森を進んでいくと、霧が少し晴れた。視界の奥に、巨木が現れる。
「……でかっ……!」
それはただの木ではなかった。いや、木であることに違いはないのだが──
あまりにも太く、あまりにも根深く、そして何より、あまりにも“顔”をしていた。
(……ただのトレントじゃない。でかすぎる……もしかして、森の主か?)
幹に浮かぶ顔のような凹凸、風が吹けば枝葉がざわめき、何かが語りかけてくるようだった。
──そのとき。
《…………キミは……魔物か、それとも……迷える魂か……》
脳の奥に、直接響くような声が届いた。
「う……うわっ!? 脳内ボイス……!?」
思わず後退しそうになったが、火の玉に足はない。ぐらりと揺れて浮いたまま、トオルはその場にとどまる。
見上げるその巨木は、まさに森そのもの。存在しているだけで、周囲を支配しているような気配がある。

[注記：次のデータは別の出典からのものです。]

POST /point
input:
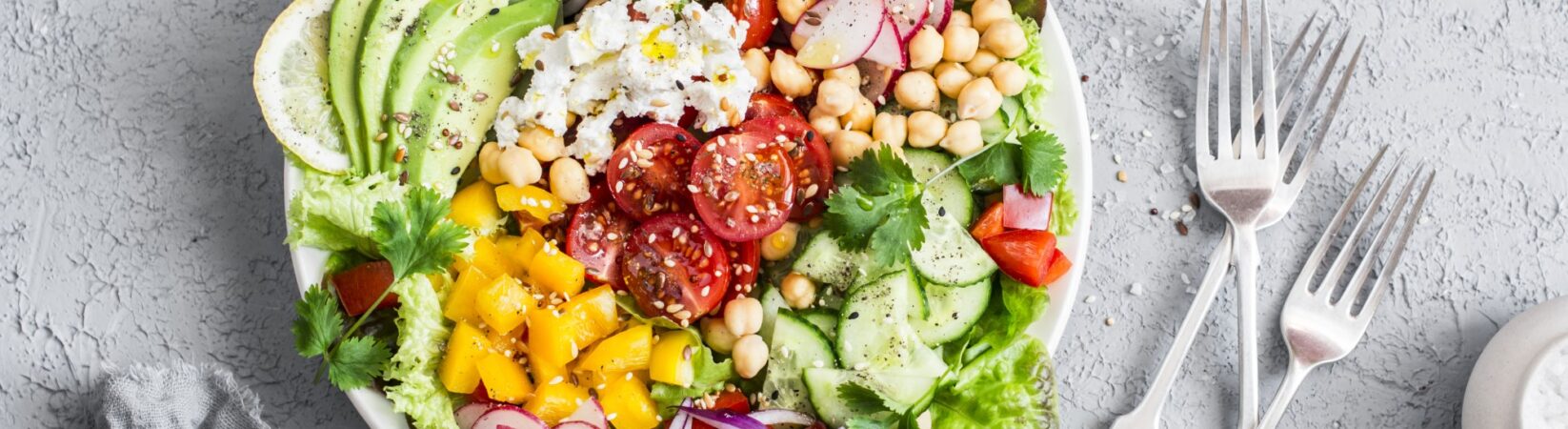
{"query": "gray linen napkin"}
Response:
(177, 397)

《……囁く巨木……この森を守るもの……わたしの名は……グリゴロ……》
その声音は柔らかく、それでいて重々しく、木の年輪のように幾重にも積もった“時”を感じさせた。
「お前が……この森の長老か」
《……久しい……魔物と話すのは……いや……キミは……ただの魔物ではない……なつかしい……気配……》
(なつかしい? 俺が?)
ふと、胸の奥にざわりと何かがよぎった。だが、それが何かは分からない。
「今の俺は“しつこいトオル”。ただの火の玉だよ」
グリゴロの枝がわずかに揺れ、葉がさやさやと囁く。
《……その名、大切に……名を持つ者は……まっすぐだ》
(この森の樹……なんか、いいやつかもしれない)
トオルは少しだけ距離を詰めた。グリゴロは敵意を持っていない。それは確かだった。
《……キミは……なぜ、この森に?》
「通りすがりだよ。だけど──なんとなく、この森……人の匂いがする。気のせいじゃなきゃいいけど」
《……“静かの源泉”……それを、奪おうとする者が……まもなく、この森へ……》
「静かの源泉?」
《……森の最奥……静寂と魔力の泉……それが……我らの命の根……》
森の命の根──それを奪おうとしているのが、人間なのか。
「……だったら」
トオルはすうっと目を細めた。目はないけど。
「共闘ってのも……ありかもしれないな」
《……よい……ならば……願いがある……》
その言葉とともに、グリゴロの周囲の木々から、フォレストウルフが一匹、また一匹と現れた。
(……なるほど、“森の軍勢”ってことか)
《……トオルよ……森の声を……ともに守ってはくれぬか》
「……承った、長老」
火の玉と巨木。まるで世界の端と端みたいな存在が、共に戦う。
森の静けさの中で、新たな戦いの準備が、静かに始まりつつあった──。